セバ「おまかせください、昨日のうちに全て完璧に整えてございます。
まず中庭からご案内致します。今年はドイツから取り寄せた冬薔薇が大変美しく・・・」
シエルたちに小さく安心させるように話すと、フランシスに向け中庭を見せたいと伝える。
説明をしながら中庭に繋がる扉を開ける。
しかし、少しだけ開けて見えたものは、フィニが冬薔薇を全て刈り取っている姿だった。
パタム、とフランシスに見られる前に扉を締め、やはり見ていただきたいのはリビングだと話す。
シエ「何かあったな・・・」
『・・・フィニかな?』
汗を流すシエルとナマエ。
不満そうにするフランシスに、ペラペラとそれらしい言い訳をしながらリビングへ招いた。

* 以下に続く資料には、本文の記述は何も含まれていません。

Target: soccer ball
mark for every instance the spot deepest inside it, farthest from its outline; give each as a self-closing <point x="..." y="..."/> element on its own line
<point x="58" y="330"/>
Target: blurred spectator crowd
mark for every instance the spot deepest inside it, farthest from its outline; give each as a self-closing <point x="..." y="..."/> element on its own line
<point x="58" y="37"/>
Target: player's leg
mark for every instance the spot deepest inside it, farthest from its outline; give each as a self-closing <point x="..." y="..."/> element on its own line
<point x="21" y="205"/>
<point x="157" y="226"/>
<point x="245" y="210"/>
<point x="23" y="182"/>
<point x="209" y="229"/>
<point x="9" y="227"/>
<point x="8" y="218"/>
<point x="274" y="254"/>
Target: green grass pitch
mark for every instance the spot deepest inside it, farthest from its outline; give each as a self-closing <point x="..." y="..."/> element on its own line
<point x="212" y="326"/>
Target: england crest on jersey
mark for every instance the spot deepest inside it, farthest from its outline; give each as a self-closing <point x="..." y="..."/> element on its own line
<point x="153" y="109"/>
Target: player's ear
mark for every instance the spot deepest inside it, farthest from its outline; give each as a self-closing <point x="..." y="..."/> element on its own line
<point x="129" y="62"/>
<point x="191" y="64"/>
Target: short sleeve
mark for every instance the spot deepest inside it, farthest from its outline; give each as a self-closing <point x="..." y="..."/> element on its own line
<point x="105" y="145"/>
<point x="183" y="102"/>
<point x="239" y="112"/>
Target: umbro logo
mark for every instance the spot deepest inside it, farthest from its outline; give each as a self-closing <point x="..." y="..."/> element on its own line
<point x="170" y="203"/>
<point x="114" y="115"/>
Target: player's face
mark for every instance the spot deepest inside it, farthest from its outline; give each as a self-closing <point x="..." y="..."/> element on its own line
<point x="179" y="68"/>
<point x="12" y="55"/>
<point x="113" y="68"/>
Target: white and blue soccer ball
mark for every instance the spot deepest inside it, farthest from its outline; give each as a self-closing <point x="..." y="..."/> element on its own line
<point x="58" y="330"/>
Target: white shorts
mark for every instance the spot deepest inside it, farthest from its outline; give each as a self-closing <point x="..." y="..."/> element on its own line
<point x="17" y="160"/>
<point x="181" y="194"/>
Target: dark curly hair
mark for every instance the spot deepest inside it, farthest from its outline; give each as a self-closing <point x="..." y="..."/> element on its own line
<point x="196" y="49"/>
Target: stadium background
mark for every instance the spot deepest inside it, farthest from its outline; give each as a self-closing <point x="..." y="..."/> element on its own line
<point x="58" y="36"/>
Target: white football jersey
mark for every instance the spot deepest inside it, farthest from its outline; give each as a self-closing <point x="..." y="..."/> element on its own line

リビングは最近模様替えをした。ナマエもそのリビングは気に入っているから見てもらいたかった、のだが
ガチャ
パリーーン!ガシャーン!
「ああぁあ」
バタム。
セバ「間違えました、やはり温室でお茶に致しましょう」
フラ「何故だ?リビングを見に来たのだろう?」
またしても移動するというセバスチャンに先程よりも不満そうな顔をしている。
フランシスもエリザベスも窮屈な馬車の中で大変だっただろうと労うように言い訳をして温室へ案内した。
温室の前につくと、キッチンから爆発が起こる。
爆発によって、紅茶に使いたかったオレンジが吹き飛んでいた。
セバ「・・・・・」
困り果て沈黙するセバスチャン。
フラ「また間違えたのか?優柔不断な男だな!」
セバ「申し訳ありません、私としたことが・・・」
セバスチャンは侯爵夫人に見てもらいたいものがあると話す。御婦人を案内する場所ではないが、と言うと馬屋を見せたいと話し、そちらへ向かった。
『私もあまり来たことないなぁ』
馬屋には黒いきれいな馬がいた。
狩りをしたりするのに使う馬なのだろう。
フラ「シエル、これから私と狩りに出ないか?」
シエ「叔母様とですか?」
フランシスは、自分の娘の夫になる男がどれほどの男かを見たいと言う。
フラ「それとも、少女のように華奢なファントムハイヴ伯爵には“狩猟”はキツすぎるか?」
煽るように話すフランシスにムッとしてその勝負を受け入れることにした。